9. The method of claim 7 , wherein the set of instructions further comprises instructions for sending files to and retrieving files from a local agent.

10. The method of claim 7, wherein the set of instructions further comprises an instruction for instituting a correspondence between a local agent name, a corresponding port in the master computer, and an agent identifier.

11. The method of claim 7, wherein the set of instructions further comprises an instruction for storing data in correspondence with a local agent.

12. The method of claim 7, wherein the set of instructions further comprises an instruction for sending at least a portion of the software to be tested to a local agent, for storage in the primary computer.

13. A system for testing software in computer, said system comprising :

- a primary computer (2-i), provided with a software to be tested, and with a local agent, the local agent being capable of having commands to be run in the local agent's primary computer, and the local agent having a communication interface,

- a master computer (1), having an interface (17) adapted for selective communication with the respective local agent interfaces, and having a memory comprising: . a test sequence module (8) comprising a representation of a sequence of test operations, and a test control module (64,66,70) adapted for sending commands derived from at least certain of the test operations, from said master computer (1) to a selected local agent.

14. The system of claim 13, wherein the test sequence module (8) comprises:

. data stored in association with a corresponding local agent, and

. a sequence of instructions, at least some of which have a designation of the local agent as a parameter, and the test control module comprises:

. code (64) for scanning the sequence of instructions, . for at least some of the instructions, code (66) for building a test command from the instruction and the data corresponding to the local agent parameter of that instruction, and

. code (70) for sending the test command to the local agent.

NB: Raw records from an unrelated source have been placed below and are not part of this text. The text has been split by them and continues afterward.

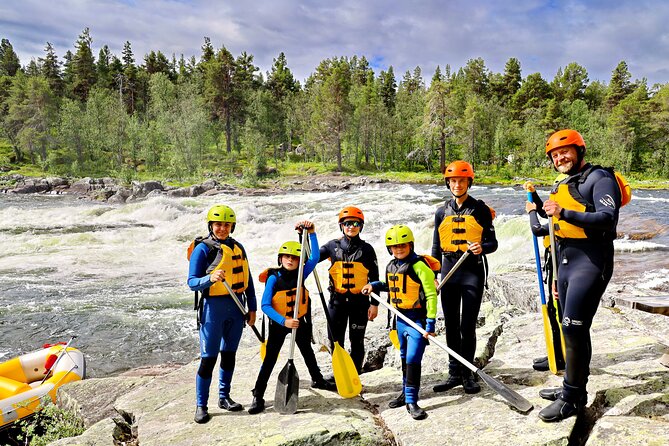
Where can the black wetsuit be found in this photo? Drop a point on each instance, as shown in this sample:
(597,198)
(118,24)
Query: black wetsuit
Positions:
(349,308)
(585,266)
(465,288)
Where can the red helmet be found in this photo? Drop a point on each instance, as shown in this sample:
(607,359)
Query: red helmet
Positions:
(459,169)
(564,138)
(351,212)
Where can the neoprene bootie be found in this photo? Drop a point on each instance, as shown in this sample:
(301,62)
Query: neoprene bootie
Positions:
(228,404)
(201,415)
(416,412)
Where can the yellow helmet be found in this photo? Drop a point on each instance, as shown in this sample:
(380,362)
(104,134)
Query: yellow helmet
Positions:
(397,235)
(291,248)
(221,212)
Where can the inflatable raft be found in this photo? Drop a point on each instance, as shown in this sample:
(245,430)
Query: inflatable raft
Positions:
(22,384)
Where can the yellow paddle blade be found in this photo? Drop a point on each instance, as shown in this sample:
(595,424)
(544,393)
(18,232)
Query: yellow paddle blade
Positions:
(394,339)
(548,336)
(345,373)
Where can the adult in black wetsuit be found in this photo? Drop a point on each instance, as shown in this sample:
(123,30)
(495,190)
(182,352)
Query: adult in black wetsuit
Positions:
(354,265)
(584,210)
(462,224)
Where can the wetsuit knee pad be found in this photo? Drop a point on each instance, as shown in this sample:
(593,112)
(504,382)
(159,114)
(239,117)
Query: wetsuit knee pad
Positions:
(228,360)
(206,367)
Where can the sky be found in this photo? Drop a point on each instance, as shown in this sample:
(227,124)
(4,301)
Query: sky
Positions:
(544,35)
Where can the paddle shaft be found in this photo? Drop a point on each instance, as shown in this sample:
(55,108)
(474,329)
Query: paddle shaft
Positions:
(260,337)
(60,355)
(454,269)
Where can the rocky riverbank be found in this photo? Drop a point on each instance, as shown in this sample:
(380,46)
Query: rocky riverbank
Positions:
(113,191)
(628,391)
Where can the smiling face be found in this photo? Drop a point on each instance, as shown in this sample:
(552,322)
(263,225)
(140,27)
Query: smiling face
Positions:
(401,251)
(351,227)
(289,262)
(564,158)
(221,229)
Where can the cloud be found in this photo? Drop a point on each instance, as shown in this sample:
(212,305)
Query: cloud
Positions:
(543,35)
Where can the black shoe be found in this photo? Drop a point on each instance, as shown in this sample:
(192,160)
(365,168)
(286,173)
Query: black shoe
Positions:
(451,381)
(201,415)
(228,404)
(558,410)
(416,412)
(397,402)
(257,405)
(551,394)
(469,384)
(323,384)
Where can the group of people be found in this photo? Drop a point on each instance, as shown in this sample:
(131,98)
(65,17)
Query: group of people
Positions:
(583,207)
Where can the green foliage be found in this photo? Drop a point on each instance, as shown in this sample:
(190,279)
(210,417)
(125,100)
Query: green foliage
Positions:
(48,424)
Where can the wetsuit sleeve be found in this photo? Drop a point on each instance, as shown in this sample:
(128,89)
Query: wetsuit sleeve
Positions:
(250,291)
(198,280)
(436,242)
(538,229)
(426,276)
(266,304)
(602,190)
(310,264)
(488,238)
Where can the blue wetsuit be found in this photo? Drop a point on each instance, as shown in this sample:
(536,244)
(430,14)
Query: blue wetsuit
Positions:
(221,324)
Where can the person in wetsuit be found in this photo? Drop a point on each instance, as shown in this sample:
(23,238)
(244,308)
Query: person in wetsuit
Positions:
(462,224)
(215,258)
(584,210)
(353,266)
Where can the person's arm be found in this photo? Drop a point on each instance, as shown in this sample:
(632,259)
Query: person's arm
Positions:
(266,303)
(605,194)
(197,279)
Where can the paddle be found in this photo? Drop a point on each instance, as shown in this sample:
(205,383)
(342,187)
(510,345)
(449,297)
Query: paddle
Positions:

15. The system of claim 14, wherein the designation of a local agent comprises a name given to the local agent.

16. The system of claim 14, wherein the designation of a local agent comprises a port number assigned to the local agent.

17. The system of claim 13, wherein the primary computer (2- i) is provided with a common software environment, and the local agent is a program written for that common environment.

18. The system of claim 17, wherein the common environment comprises at least one Java virtual machine (230,130).

19. The system of claim 14, wherein the instructions are selected from a predefined set of instructions forming a test programming language, the predefined set of instructions comprising an instruction requesting a local agent to start execution of a command.

20. The system of claim 19, wherein the set of instructions further comprises an instruction requesting a local agent to report on the status of execution of a command.

21. The system of claim 19, wherein the set of instructions further comprises instructions for sending files to and retrieving files from a local agent.

22. The system of claim 19, wherein the set of instructions further comprises an instruction for instituting a correspondence between a local agent name, a corresponding port in the master computer, and an agent identifier.

23. The system of claim 19, wherein the set of instructions further comprises an instruction for storing data in correspondence with a local agent.

24. The system of claim 13, wherein the communication interface of each local agent comprises at least one TCP socket (25).

25. The software code of a test program in a master test computer, comprising: - code adapted for dynamic and selective communication with a remote local agent,

- code forming a test sequence module (8) comprising a representation of a sequence of test operations, and

- code forming a test control module (64-66) adapted for sending commands dynamically derived from at least certain of the test operations, from said master computer (1) to a selected local agent.

26. The software code of a local agent in a computer, comprising code (231) capable of having commands to be run in an hosting computer, and capable of communication with another process for receiving such commands.